The finding came out of the researchers’ bid to reconcile a perplexing paradox. Exercise triggers the creation of highly excitable neurons in the hippocampus, the region of the brain associated with memory, learning, and emotional responses. This speeds up overall brain function, but because of the new neurons’ excitability, it should also make the brain more susceptible to anxiety. Yet it doesn’t.

To find out why, the Princeton team split lab mice into two groups. One group had access to a running wheel (with the mice averaging an impressive 2.5 miles per night), and the other did not. After six weeks, the researchers intentionally freaked out all the mice by dunking them in cold water, then looked at their brains with an fMRI machine. Almost immediately, they noticed that the two groups reacted differently. The brain cells of the inactive mice became agitated and leaped into a frenzy, while those of the active mice did not. The reason: the active mice were able to produce and release more of the neurotransmitter GABA, which helps sedate jumpy neurons.

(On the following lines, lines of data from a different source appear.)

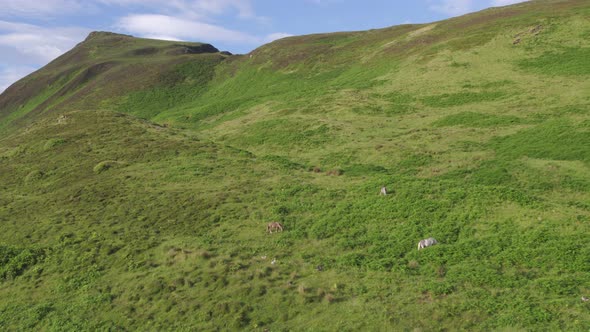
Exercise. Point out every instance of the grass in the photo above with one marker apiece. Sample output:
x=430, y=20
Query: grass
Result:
x=143, y=204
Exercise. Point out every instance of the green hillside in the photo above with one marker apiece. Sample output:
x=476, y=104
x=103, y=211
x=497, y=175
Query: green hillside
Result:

The discovery, published in May in The Journal of Neuroscience, marked a breakthrough in understanding how exercise helps the brain regulate anxiety. In essence, exercise creates new, faster neurons, but it also reinforces the physiological mechanism that prevents those uppity brain cells from firing during times of stress.

“When you exercise, you change 20 things at the same time,” says Dr. Emrah Düzel, director of the Institute of Cognitive Neurology and Dementia Research at Germany’s University Hospital Magdeburg. “There’s no medication that can achieve that.”

Brain-Boosting Workouts

Go Aerobic
“You have to improve cardiovascular function in order to see the effects,” says Düzel. Cardio-vascular function means getting up to 50 percent of your max heart rate, which causes oxygenated blood to circulate more rapidly through the brain, forming new neural connections.

Make Every Minute Count
Just four to six minutes of regular exercise makes a big difference. A Brazilian study found that aging rats that ran for that amount daily for five weeks reversed age-related memory impairment and increased neurotrophic factor, a substance essential for the growth and survival of neurons.

Push Longer and Harder
In a 2012 survey, Penn State researchers found that physically active students who pushed themselves during workouts were more likely to report overall life satisfaction. The reason may be simple: exercise burns off the stress hormone cortisol.